Ilyes a un gros problème. Les adultes parlent « d’addictions aux écrans ». Pour qu’il réapprenne à se « socialiser », direction le psy et plus de téléphone jusqu’à nouvel ordre. S’il veut un jour retrouver son iPhone chéri doudou, cela dépendra d’une seule condition : se faire un copain et l’inviter à dormir chez lui…et enregistrer ses progrès dans son journal audio. Ilyes n’a plus le choix, il doit à tout prix se faire un ami !
Et… pourquoi pas une amie ?
Mots-clés : amitié, différence, école-collège, émotions, famille, fille-garçon, addiction
Présentation générale
Ylies n’a pas le choix. S’il veut récupérer son iPhone dont il est trop dépendant et qui le rend asocial d’après ses parents, il doit accepter une double peine. Il doit consulter un psychologue et obéir à son défi : enregistrer sur le vieux portable de son père le compte rendu de ses progrès ; et surtout, se faire un ami et l’inviter à dormir chez lui. Ylies au début enregistre à contre-cœur et ne trouve pas grand-chose d’intéressant à raconter. Ses séances chez le psy sont tendues, il y va à reculons et ne cache pas son hostilité. Il est invité un soir chez Boulmir qui est dans la même classe que lui. Il y voit un espoir : si ça marche, il invitera Boulmir à son tour chez lui et le défi sera enfin relevé. Hélas l’invitation se passe mal pour lui, Boulmir est un fan d’Harry Potter et Ylies n’a pas du tout envie de jouer à l’école des sorciers toute la soirée…Bref, ça s’annonce mal…
Jusqu’à l’arrivée d’une nouvelle élève dans la classe, Olia, et de son AESH, Florence, adepte des sudokus…Olia est particulière, différente des autres enfants. Elle reste à l’écart, ne parle pas, regarde tout le temps des images sur son téléphone et semble absente du monde qui l’entoure, tout en ayant manifestement de bonnes compétences scolaires par ailleurs. Nous dirons qu’elle présente des troubles autistiques évidents.
Un peu par hasard au début, par curiosité, Ylies va porter son regard sur Olia. Petit à petit il s’intéresse à elle, alors que les autres élèves l’ignorent et la fuient. Lors d’une très jolie scène de travaux manuels, de poterie exactement, il se retrouve à travailler à côté d’elle, il fabrique un igloo et, à la stupéfaction générale, Olia sculpte un ours polaire et un petit Esquimau parfaitement réussis. C’est apparemment la première fois qu’Olia montre un tel talent. Même si elle ne manifeste rien, même si elle reste sans expression, quelque chose d’important a eu lieu. Grâce à Ylies le regard de l’enseignante et des autres enfants sur Olia va se trouver modifié.

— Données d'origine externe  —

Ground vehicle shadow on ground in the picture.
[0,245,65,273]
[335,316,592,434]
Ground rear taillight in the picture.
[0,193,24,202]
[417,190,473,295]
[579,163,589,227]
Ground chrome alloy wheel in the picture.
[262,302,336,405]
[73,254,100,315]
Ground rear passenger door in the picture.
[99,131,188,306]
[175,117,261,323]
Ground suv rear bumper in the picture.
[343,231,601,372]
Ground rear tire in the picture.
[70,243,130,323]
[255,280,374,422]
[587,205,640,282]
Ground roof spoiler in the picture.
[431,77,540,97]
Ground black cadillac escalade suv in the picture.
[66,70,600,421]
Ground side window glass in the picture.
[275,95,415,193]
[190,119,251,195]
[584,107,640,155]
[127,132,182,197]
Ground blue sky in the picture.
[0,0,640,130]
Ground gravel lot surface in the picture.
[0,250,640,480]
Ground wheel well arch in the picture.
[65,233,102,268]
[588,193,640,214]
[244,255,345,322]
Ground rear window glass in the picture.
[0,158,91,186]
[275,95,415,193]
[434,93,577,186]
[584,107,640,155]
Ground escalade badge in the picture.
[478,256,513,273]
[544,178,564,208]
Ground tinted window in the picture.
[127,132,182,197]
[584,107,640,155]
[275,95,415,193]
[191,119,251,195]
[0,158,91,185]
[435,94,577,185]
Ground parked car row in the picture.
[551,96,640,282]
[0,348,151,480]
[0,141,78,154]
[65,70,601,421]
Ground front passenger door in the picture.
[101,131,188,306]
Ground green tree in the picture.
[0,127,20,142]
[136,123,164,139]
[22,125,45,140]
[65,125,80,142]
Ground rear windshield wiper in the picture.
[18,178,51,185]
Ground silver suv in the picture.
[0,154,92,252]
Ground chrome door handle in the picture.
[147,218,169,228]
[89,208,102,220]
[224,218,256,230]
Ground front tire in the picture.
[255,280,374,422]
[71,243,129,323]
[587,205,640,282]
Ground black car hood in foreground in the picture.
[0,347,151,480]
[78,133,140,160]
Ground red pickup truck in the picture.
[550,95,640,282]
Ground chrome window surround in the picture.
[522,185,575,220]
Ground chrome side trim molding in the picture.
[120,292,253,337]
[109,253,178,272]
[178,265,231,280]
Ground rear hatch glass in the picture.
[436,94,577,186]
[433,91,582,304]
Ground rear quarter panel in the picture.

L’attention qu’Ylies lui porte, en classe, à la cantine, dans la cour, avec une intuition très fine de ce qui peut créer du lien entre eux, va transformer Olia et lui permettre, à sa manière, de s’ouvrir au monde qui l’entoure. L’horizon d’Ylies s’éclaircit par la même occasion. Les enregistrements qu’il s’est engagé à faire s’enrichissent et se libèrent de la contrainte. Tout arrive en même temps : Boulmir s’excuse de l’avoir assommé avec Harry Potter et promet qu’il ne le fera plus. Ylies l’invite alors chez lui. Il voit là le signe que son défi pourra enfin être honoré. Ce qu’il n’avait pas prévu c’est que la mère d’Olia, prévenue par la maîtresse des progrès inattendus de sa fille grâce à lui, lui demande de l’inviter elle aussi. Et là, ce sera la super soirée…Une vraie soirée entre nouveaux amis où chacun trouvera sa place. Une belle histoire d’amitié s’annonce et Ylies, un temps, ne pensera même plus au défi qu’il devait relever : J’avais oublié d’enregistrer la preuve. Le Ylies du début n’est plus le même qu’à la fin, ses enregistrements en témoignent et pour la première fois ce n’est pas à reculons qu’il se rend chez le psy pour boucler la thérapie…
Notre avis
Thomas Gornet est écrivain pour la jeunesse mais aussi comédien, impliqué dans la direction artistique théâtrale et il écrit aussi pour la scène. D’où sans doute le côté très « vivant », très « parlé » de son écriture dans ce roman, que nous avons découvert avec beaucoup de plaisir. A l’origine de A l’écoute, il y avait une commande d’écriture par le directeur du théâtre L’éclat à Pont-Audemer pour la création d’un podcast jeunesse, « Studio Panache ». Les textes étaient destinés à être ensuite mis en son. Thomas Gornet n’a pas eu envie d’un livre audio qui serait lu. Il a préféré l’idée que ce soit un enfant qui parle et qu’on écoute. Il a alors cherché quelle pourrait être la raison pour qu’un garçon s’exprime dans un micro et s’enregistre. Et il a imaginé un enfant renfermé sur lui-même et qu’on adresse à un psychologue. Il explique que la thématique est arrivée bien après la forme et que l’écriture du roman n’a pas du tout été motivée au départ par l’envie de dénoncer le danger de la surconsommation des écrans. Voir son interview sur le site de la mare aux mots.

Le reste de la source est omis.